En el rellano olía a cocido madrileño y a cable viejo. Ese aroma familiar de la tarde se colaba por las rendijas de las puertas, posándose en los hombros como un recuerdo que se resiste a marcharse. El mismo olor que había cuando Margarita Alonso aún era joven, cuando la casa retumbaba con niños, cacerolas y una vida humilde pero bulliciosa. El aroma de su pasado. De su tiempo. De esa cotidianidad perdida a la que ya no podría volver.
Estaba frente a los buzones, apretando la llave con tal fuerza que parecía abrir algo más que su piso. Sobre su puerta, una bombilla siguía encendida, parpadeando, proyectando una luz azulada en el techo desconchado. Tras esa puerta solo la esperaban paredes, el crujido de un mantel antiguo y su propia respiración, demasiado audible en el silencio.
Antes, la recibía Pedro. Refunfuñaba porque se demoraba, porque la sopa se enfriaba. Pero sus ojos brillaban. Le colgaba el abrigo, ponía la tetera, le tomaba la mano como si cada vez celebrara su regreso. Incluso cuando las piernas apenas le respondían, se levantaba. Porque sabía que recibir al otro es lo esencial.
Tras el funeral, Margarita volvió al mismo piso. Todo seguía en su sitio: fotos enmarcadas, el sillón junto a la ventana, su taza, su delantal. Pero eran solo réplicas. La realidad cálida se había apagado, como si alguien hubiera desenchufado la vida. Solo quedaban formas vacías.
La casa empezó a sentirse enorme. Las paredes parecían retroceder, dejándola sola en ese aire frío que se expandía. Hasta el grifo goteaba más fuerte, más inquietante. Cada noche, al llegar, contenía la respiración… por si acaso volvía a oír: «¿Dónde te metes, Margarita?».
Hoy era especial: cumplía ochenta y cinco. Una edad en la que no esperas sorpresas, pero aún anhelas algo. Una llamada. Una postal. Cualquier señal de vida. Pero el teléfono callaba. Sus amigas se habían ido. La vecina, doña Carmen, se mudó con su hija a Toledo. Su propia hija estaba en México. Hablaban poco, por videollamadas fugaces entre reuniones y clases de los nietos. Y el nieto solo envió un sticker: «Felicidades, abuela», antes de desaparecer en la pantalla.
Abrió la puerta. Pasó junto al espejo sin mirar. En la cocina, todo igual: la taza, la radio, las pastillas, el alféizar vacío donde antes hubo geranios. Encendió la radio. Sonó un bolero antiguo, el mismo que sonaba cuando Pedro le propuso matrimonio en mitad de la verbena. Entonces rió entre lágrimas. Ahora también, pero sola. La garganta se le cerró, no de pena, sino de impotencia.

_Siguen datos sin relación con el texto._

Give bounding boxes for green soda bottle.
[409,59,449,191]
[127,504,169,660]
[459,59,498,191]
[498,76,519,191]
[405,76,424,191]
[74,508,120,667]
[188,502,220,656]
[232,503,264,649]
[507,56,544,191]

—Mientras la luz no se apague, sigo aquí —dijo en voz alta, sirviéndose té. Como si Pedro la oyera. Con esa determinación que solo dan los años.
En ese instante, la bombilla sobre la mesa parpadeó. Una vez. Otra. Y se apagó. La cocina quedó a oscuras, en un silencio espeso como aquella noche de su infancia cuando su padre no volvió de la mina y ella se escondía bajo las sábanas, creyendo que así el miedo no la encontraría.
Se acercó a la lámpara. Tocó la pantalla. Caliente, pero muerta. Sin dudar, abrió el cajón. Ahí seguía, en el rincón, la bombilla de repuesto. Pedro siempre decía: «La luz es como el aliento. Mientras haya, seguimos». Sonrió. Subió al taburete, la cambió con manos temblorosas. Un clic, y la luz iluminó de nuevo la cocina. Cálida. Como un roce en el hombro.
Bebió un sorbo. Pensó: «Mientras pueda encenderla, no estoy sola».
Entonces sonó el timbre. El portero automático. Un pellizco en el pecho. ¿Quién a esta hora? Encendió la pantalla. Una joven de unos treinta, gorra de lana roja, mejillas sonrosadas por el frío.
—Buenas noches… Perdone. Soy Laura, del cuarto. Hoy es mi cumpleaños también y… pensé… quizá tomar un té juntas. Traje una tarta. Está torcida, pero es casera.
Margarita observó su rostro. Algo se desanudó en su pecho. Pulsó el botón. El pestillo cedió. Su corazón latió más rápido, no de miedo, sino de esa certeza: algo aún podía suceder.
La bombilla del recibidor parpadeó otra vez. Distinto. Como una señal. Como si Pedro le guiñara un ojo desde algún lugar: «Vive, Margarita. Vive mientras puedas». Y ella sonrió.
Porque mientras haya luz, siempre llega alguien. Y la vida, aunque sea en voces nuevas, sigue su camino.